Don Z. Block Gr’77 Malvern, PA
Wishing Trump Well
I read the letters regarding President Trump in the Jan|Feb issue of the Gazette. President Trump mentioned many times in his campaign how proud he was of his Wharton degree.
I feel the same way about my 1959 Wharton degree, and from a fellow Wharton graduate, I want to wish him well in his presidency as he begins his term to be the president of all Americans, including those have had no voice and have been forgotten, as he strives to make America great again. I believe he means exactly what he says, and will accomplish his admirable mission.
Murray P. Hayutin W’59 Cherry Hills Village, CO
Advice from a Wharton Grad Clinton Supporter
Thank you for publishing letters from readers concerning the US presidential election. One was from a Wharton graduate who was clearly a Trump supporter and who ended his letter with the aphorism: The truth shall set you free. I also graduated from Wharton, but I do not want the readers to think that all Wharton graduates support Trump. I supported Clinton, who I came to respect when I worked on the Clinton Health Care Reform effort. I offer to all those who support Trump two simple aphorisms: (1) Be careful what you wish for; and (2) Don’t believe everything you think.

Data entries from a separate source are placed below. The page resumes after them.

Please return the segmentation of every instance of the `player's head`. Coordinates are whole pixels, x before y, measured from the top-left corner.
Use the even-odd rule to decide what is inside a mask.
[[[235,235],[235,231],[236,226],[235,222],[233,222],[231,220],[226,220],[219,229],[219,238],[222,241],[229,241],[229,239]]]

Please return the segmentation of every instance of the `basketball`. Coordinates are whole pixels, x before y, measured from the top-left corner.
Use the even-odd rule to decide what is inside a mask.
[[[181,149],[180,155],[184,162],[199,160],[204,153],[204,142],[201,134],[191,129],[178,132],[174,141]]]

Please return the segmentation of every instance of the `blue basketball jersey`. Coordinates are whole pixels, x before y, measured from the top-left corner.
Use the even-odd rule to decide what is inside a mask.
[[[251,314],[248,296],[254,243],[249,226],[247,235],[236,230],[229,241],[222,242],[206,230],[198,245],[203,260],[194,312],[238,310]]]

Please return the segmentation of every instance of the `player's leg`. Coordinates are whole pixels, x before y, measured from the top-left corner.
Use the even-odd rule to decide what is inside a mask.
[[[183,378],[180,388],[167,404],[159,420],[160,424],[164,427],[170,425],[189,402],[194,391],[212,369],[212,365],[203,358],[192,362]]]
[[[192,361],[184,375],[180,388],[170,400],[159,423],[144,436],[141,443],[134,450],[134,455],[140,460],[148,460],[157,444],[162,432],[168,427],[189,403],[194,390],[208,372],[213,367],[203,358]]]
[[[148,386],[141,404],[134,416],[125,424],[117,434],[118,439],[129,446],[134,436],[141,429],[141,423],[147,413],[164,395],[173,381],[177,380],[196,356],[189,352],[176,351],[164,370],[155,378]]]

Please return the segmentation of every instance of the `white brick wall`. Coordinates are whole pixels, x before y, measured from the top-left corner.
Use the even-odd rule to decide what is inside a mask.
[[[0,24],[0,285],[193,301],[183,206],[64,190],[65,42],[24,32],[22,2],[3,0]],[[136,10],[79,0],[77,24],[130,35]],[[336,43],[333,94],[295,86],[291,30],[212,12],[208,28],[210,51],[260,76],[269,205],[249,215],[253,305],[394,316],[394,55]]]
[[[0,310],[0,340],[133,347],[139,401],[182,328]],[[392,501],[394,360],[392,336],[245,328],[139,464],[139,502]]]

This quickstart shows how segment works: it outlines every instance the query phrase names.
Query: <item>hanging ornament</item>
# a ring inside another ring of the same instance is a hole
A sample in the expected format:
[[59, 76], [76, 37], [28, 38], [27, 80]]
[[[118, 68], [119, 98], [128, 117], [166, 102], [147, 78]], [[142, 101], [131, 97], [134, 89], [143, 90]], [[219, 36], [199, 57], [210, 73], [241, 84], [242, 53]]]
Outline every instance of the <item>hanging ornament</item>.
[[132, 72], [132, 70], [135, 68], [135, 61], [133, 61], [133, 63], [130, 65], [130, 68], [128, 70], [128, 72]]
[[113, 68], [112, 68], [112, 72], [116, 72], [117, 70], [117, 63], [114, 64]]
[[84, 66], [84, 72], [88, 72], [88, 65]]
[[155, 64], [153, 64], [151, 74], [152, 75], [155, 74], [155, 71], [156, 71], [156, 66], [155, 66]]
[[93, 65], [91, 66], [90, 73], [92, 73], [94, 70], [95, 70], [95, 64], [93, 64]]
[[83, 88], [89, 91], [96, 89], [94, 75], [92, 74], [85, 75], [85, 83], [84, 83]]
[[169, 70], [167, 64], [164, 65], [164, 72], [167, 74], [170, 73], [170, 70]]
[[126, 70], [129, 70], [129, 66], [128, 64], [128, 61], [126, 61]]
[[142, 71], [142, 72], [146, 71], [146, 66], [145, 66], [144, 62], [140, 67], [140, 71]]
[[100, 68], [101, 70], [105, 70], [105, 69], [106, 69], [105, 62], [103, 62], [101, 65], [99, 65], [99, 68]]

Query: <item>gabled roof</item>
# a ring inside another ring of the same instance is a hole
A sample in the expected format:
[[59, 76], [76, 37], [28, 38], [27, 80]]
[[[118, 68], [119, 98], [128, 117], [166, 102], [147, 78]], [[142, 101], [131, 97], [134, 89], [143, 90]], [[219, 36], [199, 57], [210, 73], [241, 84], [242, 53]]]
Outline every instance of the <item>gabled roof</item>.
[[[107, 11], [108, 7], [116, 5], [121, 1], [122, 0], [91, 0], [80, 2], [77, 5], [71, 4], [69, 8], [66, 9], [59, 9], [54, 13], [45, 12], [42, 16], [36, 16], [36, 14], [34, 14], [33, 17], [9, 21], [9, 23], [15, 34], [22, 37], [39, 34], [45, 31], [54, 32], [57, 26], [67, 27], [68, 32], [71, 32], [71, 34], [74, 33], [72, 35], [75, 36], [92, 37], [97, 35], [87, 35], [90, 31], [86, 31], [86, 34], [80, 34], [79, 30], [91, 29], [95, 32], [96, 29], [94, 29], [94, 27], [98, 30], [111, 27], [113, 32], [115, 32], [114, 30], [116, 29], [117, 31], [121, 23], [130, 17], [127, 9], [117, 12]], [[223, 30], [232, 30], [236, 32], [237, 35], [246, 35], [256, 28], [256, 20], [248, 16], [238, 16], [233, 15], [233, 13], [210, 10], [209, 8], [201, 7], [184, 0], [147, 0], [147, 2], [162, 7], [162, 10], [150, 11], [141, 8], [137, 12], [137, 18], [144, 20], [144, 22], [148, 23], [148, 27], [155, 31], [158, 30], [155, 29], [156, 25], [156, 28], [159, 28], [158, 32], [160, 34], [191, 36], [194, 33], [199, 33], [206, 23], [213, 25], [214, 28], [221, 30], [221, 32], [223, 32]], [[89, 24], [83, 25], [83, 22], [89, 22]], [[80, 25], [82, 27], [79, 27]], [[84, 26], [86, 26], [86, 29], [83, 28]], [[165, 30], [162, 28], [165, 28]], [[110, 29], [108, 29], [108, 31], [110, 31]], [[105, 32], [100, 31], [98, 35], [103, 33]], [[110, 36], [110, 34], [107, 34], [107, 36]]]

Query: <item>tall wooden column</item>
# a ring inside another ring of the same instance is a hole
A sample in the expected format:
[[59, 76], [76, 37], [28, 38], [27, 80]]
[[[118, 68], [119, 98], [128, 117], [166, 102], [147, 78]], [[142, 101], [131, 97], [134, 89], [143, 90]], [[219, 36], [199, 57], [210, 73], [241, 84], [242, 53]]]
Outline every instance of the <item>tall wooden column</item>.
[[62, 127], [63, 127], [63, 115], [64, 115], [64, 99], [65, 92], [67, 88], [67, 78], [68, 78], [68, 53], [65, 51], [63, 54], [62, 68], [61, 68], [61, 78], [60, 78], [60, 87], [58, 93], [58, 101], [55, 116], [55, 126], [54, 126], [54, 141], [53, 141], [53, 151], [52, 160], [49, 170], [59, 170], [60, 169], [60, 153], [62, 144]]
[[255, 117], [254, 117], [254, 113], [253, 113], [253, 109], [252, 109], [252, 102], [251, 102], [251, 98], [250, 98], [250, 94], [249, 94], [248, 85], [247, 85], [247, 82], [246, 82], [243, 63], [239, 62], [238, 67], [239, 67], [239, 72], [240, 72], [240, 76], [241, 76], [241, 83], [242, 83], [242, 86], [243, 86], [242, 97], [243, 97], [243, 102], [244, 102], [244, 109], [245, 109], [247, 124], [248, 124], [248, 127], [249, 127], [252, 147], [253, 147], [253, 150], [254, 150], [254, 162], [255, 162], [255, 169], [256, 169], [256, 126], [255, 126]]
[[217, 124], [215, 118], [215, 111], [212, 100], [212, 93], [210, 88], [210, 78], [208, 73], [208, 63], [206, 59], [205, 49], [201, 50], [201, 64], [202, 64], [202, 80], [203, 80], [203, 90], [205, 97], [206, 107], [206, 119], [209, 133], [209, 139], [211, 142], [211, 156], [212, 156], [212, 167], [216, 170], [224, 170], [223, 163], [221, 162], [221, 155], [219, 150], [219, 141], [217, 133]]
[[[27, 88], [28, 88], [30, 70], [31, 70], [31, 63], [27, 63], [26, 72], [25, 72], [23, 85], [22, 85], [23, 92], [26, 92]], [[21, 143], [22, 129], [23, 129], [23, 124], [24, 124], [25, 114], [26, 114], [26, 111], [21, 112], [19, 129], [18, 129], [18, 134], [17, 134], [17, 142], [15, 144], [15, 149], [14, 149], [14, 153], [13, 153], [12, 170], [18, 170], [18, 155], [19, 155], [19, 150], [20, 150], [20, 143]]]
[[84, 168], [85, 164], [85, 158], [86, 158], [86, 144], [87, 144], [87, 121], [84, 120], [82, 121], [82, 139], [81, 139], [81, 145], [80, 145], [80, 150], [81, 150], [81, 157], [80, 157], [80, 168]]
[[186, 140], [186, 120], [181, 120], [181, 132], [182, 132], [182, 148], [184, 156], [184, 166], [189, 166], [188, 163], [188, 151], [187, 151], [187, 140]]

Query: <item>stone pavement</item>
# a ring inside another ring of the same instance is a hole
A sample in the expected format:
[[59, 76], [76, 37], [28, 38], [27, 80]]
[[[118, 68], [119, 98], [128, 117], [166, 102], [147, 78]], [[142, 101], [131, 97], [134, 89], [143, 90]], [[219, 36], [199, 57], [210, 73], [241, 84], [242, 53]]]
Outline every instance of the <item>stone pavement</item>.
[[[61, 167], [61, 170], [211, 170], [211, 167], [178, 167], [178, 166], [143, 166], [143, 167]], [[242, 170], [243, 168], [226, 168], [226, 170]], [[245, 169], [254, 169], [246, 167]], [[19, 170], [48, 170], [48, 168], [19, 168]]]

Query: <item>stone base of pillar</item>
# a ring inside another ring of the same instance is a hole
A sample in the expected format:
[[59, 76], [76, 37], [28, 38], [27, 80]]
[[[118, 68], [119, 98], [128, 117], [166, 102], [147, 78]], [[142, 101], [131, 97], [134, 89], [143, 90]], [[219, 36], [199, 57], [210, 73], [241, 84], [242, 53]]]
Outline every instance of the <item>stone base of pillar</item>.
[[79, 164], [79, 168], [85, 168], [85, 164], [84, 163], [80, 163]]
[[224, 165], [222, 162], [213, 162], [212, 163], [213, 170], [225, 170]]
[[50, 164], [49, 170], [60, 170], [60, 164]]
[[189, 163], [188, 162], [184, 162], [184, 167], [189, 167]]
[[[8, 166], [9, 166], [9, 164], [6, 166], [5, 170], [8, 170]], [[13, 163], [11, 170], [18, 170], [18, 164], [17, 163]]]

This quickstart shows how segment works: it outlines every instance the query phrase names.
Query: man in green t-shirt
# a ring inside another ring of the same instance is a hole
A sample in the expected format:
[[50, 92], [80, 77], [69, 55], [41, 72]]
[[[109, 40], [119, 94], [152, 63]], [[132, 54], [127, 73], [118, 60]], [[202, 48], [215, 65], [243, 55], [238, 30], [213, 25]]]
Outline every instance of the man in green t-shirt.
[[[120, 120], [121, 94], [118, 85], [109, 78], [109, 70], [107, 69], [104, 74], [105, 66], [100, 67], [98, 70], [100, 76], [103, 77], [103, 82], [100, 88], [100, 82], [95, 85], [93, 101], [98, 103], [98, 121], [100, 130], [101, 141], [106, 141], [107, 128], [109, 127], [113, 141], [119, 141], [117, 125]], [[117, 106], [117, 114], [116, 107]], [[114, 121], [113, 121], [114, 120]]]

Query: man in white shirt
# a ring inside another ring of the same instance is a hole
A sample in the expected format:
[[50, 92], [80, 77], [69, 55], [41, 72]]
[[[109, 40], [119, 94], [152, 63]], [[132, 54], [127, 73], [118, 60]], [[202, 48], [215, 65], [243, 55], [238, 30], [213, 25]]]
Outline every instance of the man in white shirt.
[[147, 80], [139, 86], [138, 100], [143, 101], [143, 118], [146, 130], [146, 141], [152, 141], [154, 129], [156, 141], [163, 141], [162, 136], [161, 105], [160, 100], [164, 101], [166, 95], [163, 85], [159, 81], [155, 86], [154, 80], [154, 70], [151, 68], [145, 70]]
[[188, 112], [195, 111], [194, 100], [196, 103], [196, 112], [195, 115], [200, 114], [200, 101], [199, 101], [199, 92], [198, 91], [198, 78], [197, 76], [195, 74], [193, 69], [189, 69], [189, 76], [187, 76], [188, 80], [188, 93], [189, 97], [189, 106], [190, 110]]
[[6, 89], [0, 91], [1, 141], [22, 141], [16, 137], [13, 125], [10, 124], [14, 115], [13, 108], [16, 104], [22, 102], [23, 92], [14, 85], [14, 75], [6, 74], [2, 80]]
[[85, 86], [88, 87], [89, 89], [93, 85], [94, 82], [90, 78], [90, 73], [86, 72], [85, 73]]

Albert Woodward WG’73 Bethesda, MD
Face the Trump Phenomenon Head On
Now that President Gutmann has released a statement of concern about President Trump’s polices toward refugees [“Gazetteer,” this issue], I urge the Gazette to do an in-depth feature, or collected writings issue, about Donald Trump and his relationship to the University. To date, he has been largely ignored by alumni affairs and (y)our beloved publication. Trump is viewed by some as the 300 pound gorilla of intolerance in the room, who touts his intelligence evidenced by a two-year stint at the Wharton School—from where, allegedly using his father’s financing, he emerged with a reputation, unfair or not, as a slumlord. Stories about his bullying behavior circulated when I was a Wharton freshman in 1968. A large contingent of the Wharton community signed a document prior to his election rejecting Mr. Trump’s various statements and policies.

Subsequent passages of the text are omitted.